Here is the mix of recipes I used, with some of my own edits:
1. Ordered a 15.8lb “Willie Bird” turkey (see picture in post below) from Marczyk’s on 17th St, Denver, about two weeks beforehand. Willie Birds are free-range, organic, no antibiotics or coloring, and birds are never frozen. You can really taste the difference between these and grocery store butterball-type turkeys. After tax, it came out to $3.98/lb or $63. If you live near a natural food grocer or local butcher, buy it from them, because places like Whole Foods and Williams-Sonoma up-charge almost double that.
2. That said, I did buy a 1.2lb jar of brining blend (see picture in post below) from Williams-Sonoma because I’ve read great reviews about it and they obviously put a lot of time into their recipe. You can buy that here or in their stores. It’s easy to make your own too, but you may end up spending more buying all the spices required. You’ll want to do the boiling instructions for the brine no later than Tuesday, so that it can cool off before you mix it in a bag with the turkey on Wednesday.
3. Pick-up the turkey the Tuesday before Thanksgiving. The turkey does have a microfreeze layer around it, so you’ll want to thaw it out just in the fridge Tues/Weds. Wednesday night I began brining.
4. The Brine: I bought a 4-pack of brining bags and used two of them, double bagging the cooked-and-cooled brine and turkey, then tossing that in a fridge (if it wont fit in your fridge, keep it in a cooler with ice water and ice that is regularly replaced. You must keep it cool).

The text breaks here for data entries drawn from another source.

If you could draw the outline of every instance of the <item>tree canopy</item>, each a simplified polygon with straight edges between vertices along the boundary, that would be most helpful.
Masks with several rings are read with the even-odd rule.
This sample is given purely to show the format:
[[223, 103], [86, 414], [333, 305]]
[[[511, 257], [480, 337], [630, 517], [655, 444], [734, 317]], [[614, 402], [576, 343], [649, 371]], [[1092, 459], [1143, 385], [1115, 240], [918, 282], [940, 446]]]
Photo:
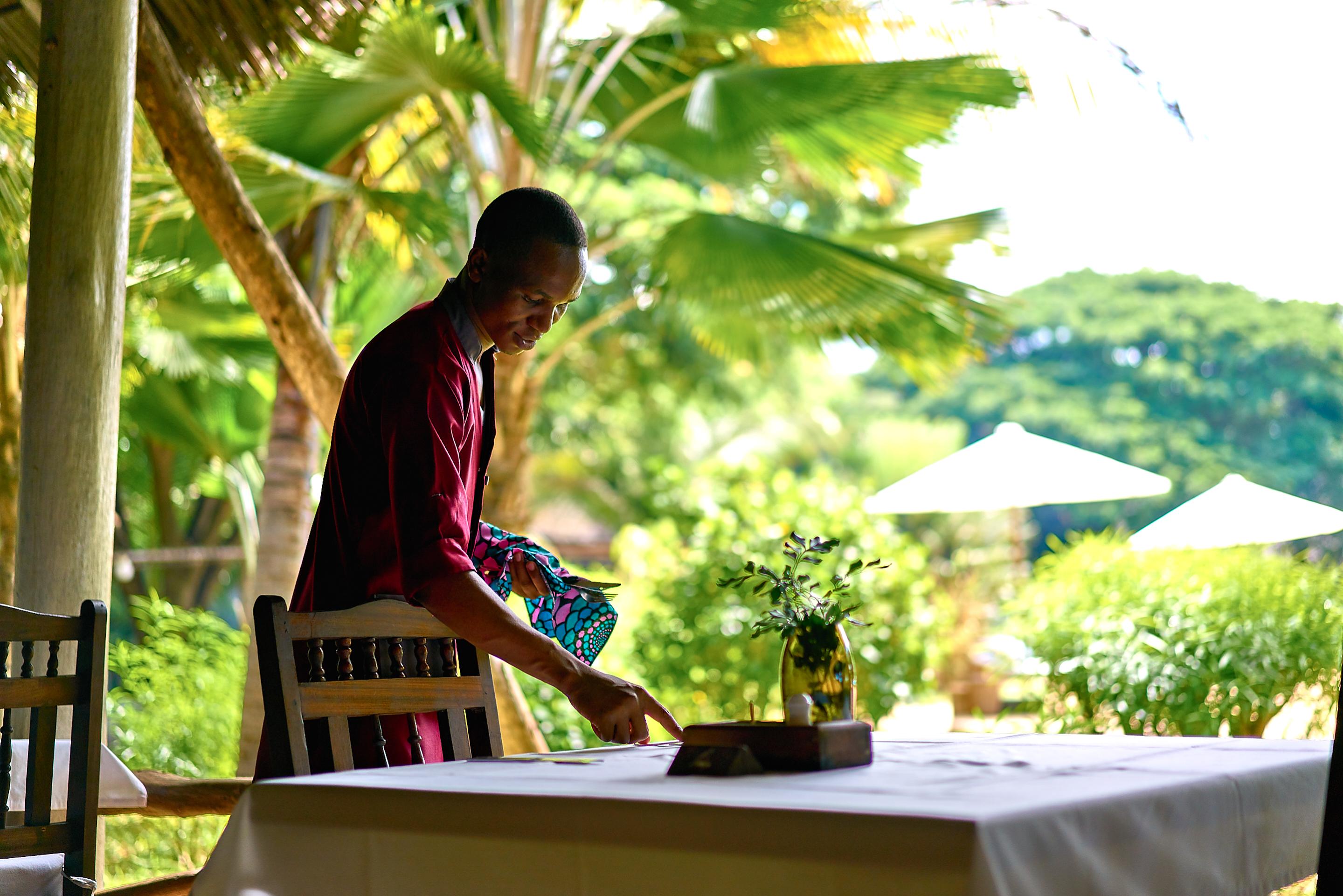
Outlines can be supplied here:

4. Cooking instructions for a Willie Bird from Marczyks are here, but basically:
- Pull the turkey out of the brine 1-2 hours before ready to throw in oven. This will allow turkey to cook evenly. Preheat oven to 375.
Baste a little oil or butter on the skin. Salt and pepper the bird inside and out - I used my favorite Sea Salt, ‘Alaska Pure Sea Salt’ (see picture in post below)
Put a quartered onion, 2 stalks of celery, a chopped carrot, and coarsely chopped aromatic herbs (marjoram, thyme, bay, rosemary, parsley. etc) loosely inside and in the roasting pan
Start roasting at 375. This is the tricky part. Because the brine was 18-hours, I believe the turkey started cooking too quickly at too high a temperature. It browned too soon while the inside was still very slowly cooking. I adjusted the oven to 350 and turned on its convection feature, which allows the air to evenly rotate around the inside of the oven and cook more evenly. I’d suggest reading up on convection baking/roasting if your oven has it, because it does get tricky since convection cooks quicker. Long story short - What should have been about 3-3.5 hours of cooking only took 2.5-3 hours. No matter what, always use a good meat thermometer and check in a few places periodically. Overcooked meat sucks, but undercooked meat makes people sick.
- Once it reaches 160 in the thickest part of the breast or 155 or so in the thigh, pull it out, let it rest for 30 minutes, and then cut up and serve.
Finally, I salvaged the carcass and made a delicious turkey stock later that weekend, which I’ll post on here hopefully soon.